Monday, February 9, 2009

Dunya Ve Biz...

Gecen hafta Rusya, Sovyetler donemindeki Varsova Pakti’ni animsatacak bir yaklasimla Ozbekistan, Kirgizistan, Belarus, Tacikistan ve Ermenistan’i kapsayacak bir askeri yaklasimi gundeme getirdi.

Dunya guc dengesindeki agirligini Gurcistan ve Guney Osetya sorununda Amerika’ya karsi terazinin kefesine koyan Rusya, Orta Asya ve Kafkaslar uzerindeki siyasetinden vazgececege benzemiyor.

Moskova’nin bu yeni girisimi Turkiye’yi ne olcude etkiler?
*
Oteden beri bizde âdettir; Muslumanlik deyince Arap âlemi, Turkluk deyince Orta Asya akla gelir.
AKP iktidarinin da bu gorenege uygun bir yaklasimi var; Basbakan’in Ortadogu’da teror orgutu sayilan koyu seriatci Hamas’a yaklasimi, Islamciligin bir gostergesi gibi somutlasiyor.

Orta Asya’daki Turk cumhuriyetlerine nufuz etmeye calisan Fethullahciligin ulke yonetimlerince engellenmesi ve yasaklanmasiysa bir baska ilginc bir gostergedir.

Orta Asya Turk cumhuriyetleri, Musluman olmakla birlikte, Ortadogu ve Guney Asya Islam devletleri gibi dincilige acik degiller; laikligi yegleyen resmi kulturleri agir basiyor.
*
Rusya’nin Orta Asya ve Kafkaslar’da agirligini duyurmasi, tum dunyayi duzenlemek iddiasindaki Amerika’yi yakindan ilgilendiren bir konudur.

ABD’nin Baskani Obama’nin izleyecegi dunya politikasinda buyuk rol oynamasi beklenen Baskan Yardimcisi Biden, 45’inci Munih Guvenlik Konferansi’nda yaptigi konusmada, NATO’nun dunyanin degisen kosullarina uygun yeni bir strateji gelistirmesi geregini dile getirmistir.
Ne var ki bu yeni stratejinin boyutlari ne olacaktir?
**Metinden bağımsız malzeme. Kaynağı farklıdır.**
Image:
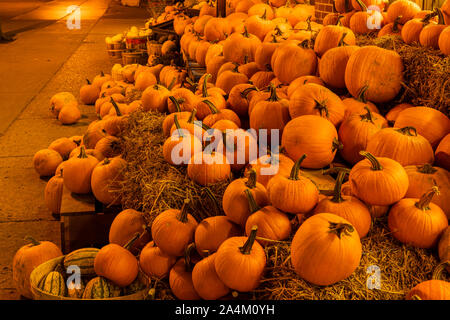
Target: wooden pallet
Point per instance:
(85, 222)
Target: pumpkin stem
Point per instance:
(340, 229)
(187, 256)
(322, 107)
(33, 241)
(337, 197)
(367, 116)
(362, 5)
(82, 153)
(296, 168)
(336, 145)
(362, 94)
(205, 85)
(375, 163)
(130, 243)
(175, 102)
(177, 125)
(251, 201)
(408, 131)
(251, 180)
(116, 107)
(211, 106)
(424, 201)
(247, 247)
(182, 217)
(396, 23)
(192, 116)
(426, 168)
(439, 270)
(273, 93)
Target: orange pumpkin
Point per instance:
(173, 230)
(325, 249)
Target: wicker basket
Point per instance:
(133, 57)
(154, 48)
(47, 267)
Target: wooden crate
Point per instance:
(85, 222)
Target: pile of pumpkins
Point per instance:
(397, 165)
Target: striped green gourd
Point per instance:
(54, 284)
(101, 288)
(82, 258)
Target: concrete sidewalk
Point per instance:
(39, 64)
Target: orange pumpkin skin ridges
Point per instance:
(323, 258)
(212, 231)
(154, 263)
(26, 259)
(379, 69)
(205, 280)
(237, 270)
(378, 181)
(430, 290)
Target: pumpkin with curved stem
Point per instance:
(240, 262)
(259, 25)
(89, 93)
(325, 249)
(442, 153)
(180, 146)
(321, 147)
(154, 263)
(313, 99)
(53, 193)
(205, 280)
(173, 230)
(239, 97)
(117, 263)
(347, 207)
(271, 114)
(180, 277)
(267, 166)
(106, 179)
(77, 172)
(429, 122)
(418, 222)
(296, 193)
(444, 40)
(430, 290)
(291, 60)
(155, 98)
(27, 258)
(331, 36)
(333, 62)
(356, 131)
(241, 47)
(212, 231)
(125, 225)
(300, 81)
(423, 178)
(272, 223)
(403, 145)
(379, 69)
(234, 201)
(378, 181)
(405, 8)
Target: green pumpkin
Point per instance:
(101, 288)
(82, 258)
(54, 284)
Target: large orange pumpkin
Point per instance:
(326, 249)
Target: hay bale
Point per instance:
(426, 74)
(152, 186)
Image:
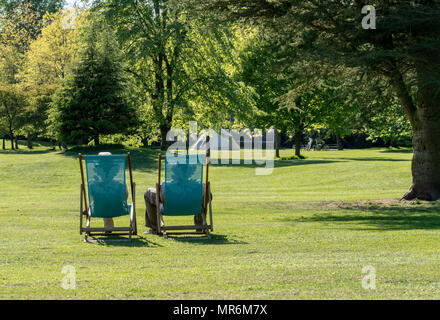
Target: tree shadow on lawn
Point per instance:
(403, 150)
(119, 241)
(374, 159)
(277, 163)
(216, 239)
(383, 217)
(142, 159)
(25, 151)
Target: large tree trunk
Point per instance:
(425, 122)
(339, 142)
(426, 160)
(29, 141)
(298, 142)
(12, 139)
(95, 139)
(163, 136)
(277, 143)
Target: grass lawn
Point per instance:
(304, 232)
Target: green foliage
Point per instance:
(12, 108)
(93, 99)
(41, 6)
(180, 67)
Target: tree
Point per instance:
(174, 62)
(12, 109)
(46, 64)
(403, 49)
(93, 99)
(41, 6)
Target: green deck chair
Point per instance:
(106, 193)
(184, 193)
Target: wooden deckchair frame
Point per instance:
(85, 209)
(206, 205)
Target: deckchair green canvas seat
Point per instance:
(184, 192)
(106, 193)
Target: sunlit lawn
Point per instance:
(304, 231)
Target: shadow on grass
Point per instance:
(25, 151)
(393, 150)
(374, 159)
(277, 163)
(141, 158)
(216, 239)
(382, 217)
(119, 241)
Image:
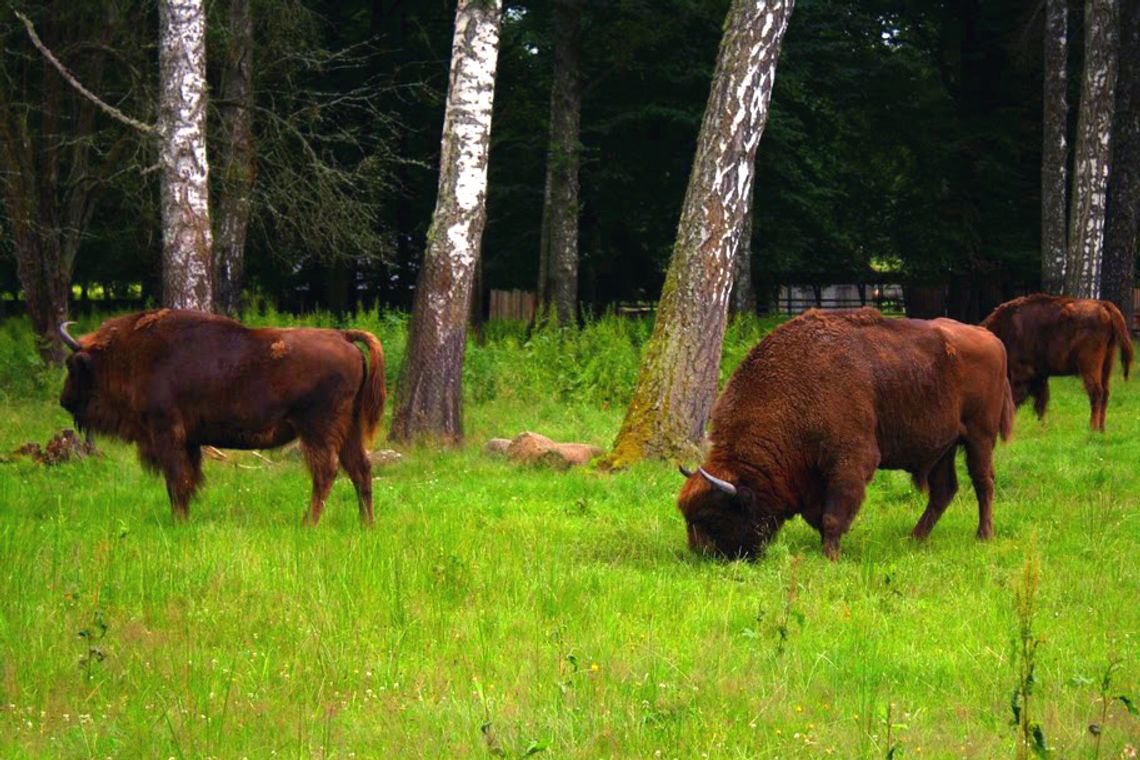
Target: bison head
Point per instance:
(80, 384)
(724, 519)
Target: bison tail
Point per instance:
(1121, 335)
(1008, 409)
(369, 403)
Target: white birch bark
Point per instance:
(186, 236)
(429, 392)
(1055, 147)
(678, 375)
(1093, 152)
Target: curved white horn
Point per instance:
(722, 485)
(68, 341)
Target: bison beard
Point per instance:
(824, 401)
(172, 382)
(1047, 335)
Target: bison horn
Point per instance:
(721, 485)
(68, 341)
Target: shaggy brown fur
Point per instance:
(1047, 335)
(829, 398)
(172, 382)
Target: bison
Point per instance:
(825, 400)
(1047, 335)
(172, 381)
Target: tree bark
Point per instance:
(1122, 215)
(429, 393)
(236, 160)
(678, 375)
(1093, 150)
(187, 263)
(743, 294)
(559, 256)
(1055, 147)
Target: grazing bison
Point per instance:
(824, 401)
(1048, 335)
(172, 382)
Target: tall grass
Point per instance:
(498, 611)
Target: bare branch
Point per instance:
(115, 113)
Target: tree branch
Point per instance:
(115, 113)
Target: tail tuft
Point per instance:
(1121, 335)
(1007, 413)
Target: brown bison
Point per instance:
(172, 382)
(1048, 335)
(829, 398)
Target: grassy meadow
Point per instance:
(507, 611)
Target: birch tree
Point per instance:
(558, 284)
(677, 381)
(187, 262)
(236, 157)
(428, 397)
(1055, 147)
(1122, 215)
(1092, 150)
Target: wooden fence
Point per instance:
(512, 304)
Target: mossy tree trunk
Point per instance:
(558, 263)
(1093, 152)
(1055, 146)
(428, 397)
(187, 240)
(678, 375)
(1122, 222)
(236, 160)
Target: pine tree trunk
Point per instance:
(1093, 150)
(236, 160)
(429, 394)
(678, 375)
(559, 255)
(743, 294)
(1122, 217)
(1055, 147)
(187, 263)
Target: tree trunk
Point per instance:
(678, 375)
(1055, 147)
(743, 294)
(1093, 152)
(47, 133)
(1122, 217)
(429, 394)
(187, 262)
(559, 256)
(236, 160)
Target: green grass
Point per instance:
(497, 610)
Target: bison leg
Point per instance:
(323, 468)
(181, 465)
(356, 463)
(1096, 391)
(979, 463)
(841, 503)
(943, 483)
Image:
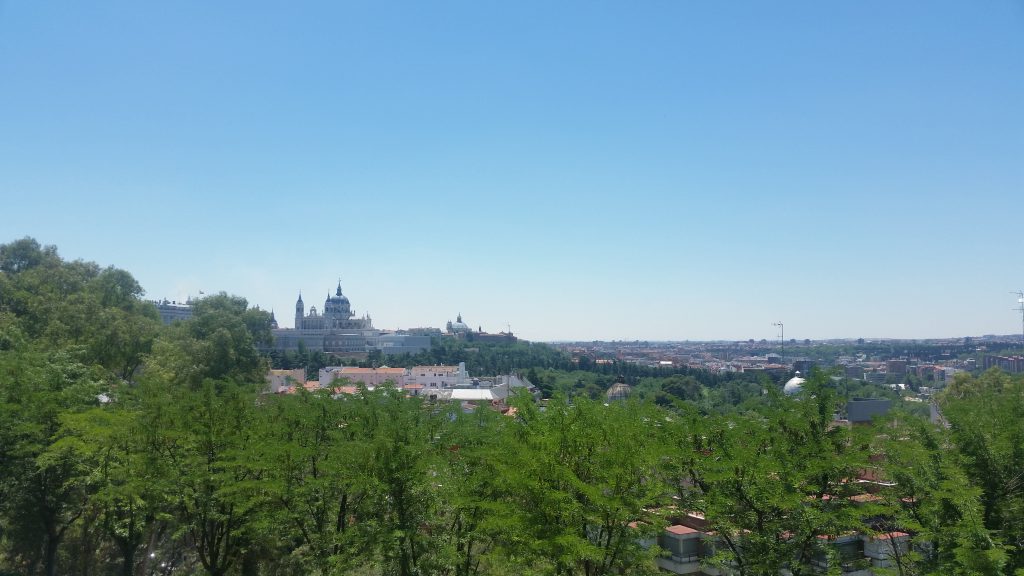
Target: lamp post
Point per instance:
(781, 337)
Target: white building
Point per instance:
(438, 377)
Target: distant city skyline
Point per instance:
(580, 171)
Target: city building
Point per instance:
(370, 377)
(173, 312)
(438, 377)
(461, 330)
(281, 380)
(336, 329)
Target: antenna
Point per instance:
(781, 336)
(1020, 309)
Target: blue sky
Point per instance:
(578, 170)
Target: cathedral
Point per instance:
(337, 315)
(335, 329)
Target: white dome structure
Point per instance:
(795, 384)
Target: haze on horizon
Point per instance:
(659, 171)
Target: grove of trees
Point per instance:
(132, 448)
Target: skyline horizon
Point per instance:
(578, 170)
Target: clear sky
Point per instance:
(578, 170)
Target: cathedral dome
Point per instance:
(795, 384)
(338, 296)
(458, 327)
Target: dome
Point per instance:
(338, 296)
(619, 391)
(459, 327)
(795, 384)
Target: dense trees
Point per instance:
(131, 448)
Obama’nin temel politika yaklasimi asagi yukari bellidir; eski Baskan Bush’un basarisizligini surdurecek bir mirasi yeni baskan ustlenemez; yeni donemde Rusya ile isbirligi uzerine bir stratejiden de soz aciliyor; ancak bu donusum surecinde Turkiye’yi saran sorunlar simdilik devam ediyor.
*
Turkiye, eski Baskan Bush doneminde saptanan BOP (Buyuk Ortadogu Projesi) kapsaminda olusan bunalim ve yikintilarin mirasi icinde bir karmasayi, hatta kargasayi yasiyor.
Tam bu evrede ustlenilen ekonomik krizin etkileri de gun gectikce agirlasiyor.

29 Mart yerel secimlerinin bu tabloda bir cozum getirecegini ya da yol gosterecegini ummak fazla iyimserlik olabilir.

Yine de gozler ve dikkatler 29 Mart’a yonelmistir.

Hic kuskusuz Turkiye Cumhuriyeti’nin laikligi ve bolunmezligi yerel secim sandiginda oylanacak degildir. Buna karsin tek basina iktidarinda ulkeyi buyuk bir ekonomik ve siyasal bunalima surukleyen AKP’ye agirlikli bir uyarinin 29 Mart’ta somutlasmasi rejimin sagligi ve demokrasinin erdemi bakimindan cok hayirli olacaktir.

*
Turkiye, her bakimdan onemi gun gectikce artan bir cografyada var olusunu dengeli agirligiyla kanitlamak zorundadir.
En uc noktalardaki bir dinci mucadeleyi Filistin’in cikarlarindan da ustun tutan Hamas’la butunlesmek ya da boyle bir goruntu vermek bugunku ve yarinki dunyada ulkeye verilecek en buyuk zarari Turkiye’ye tasir.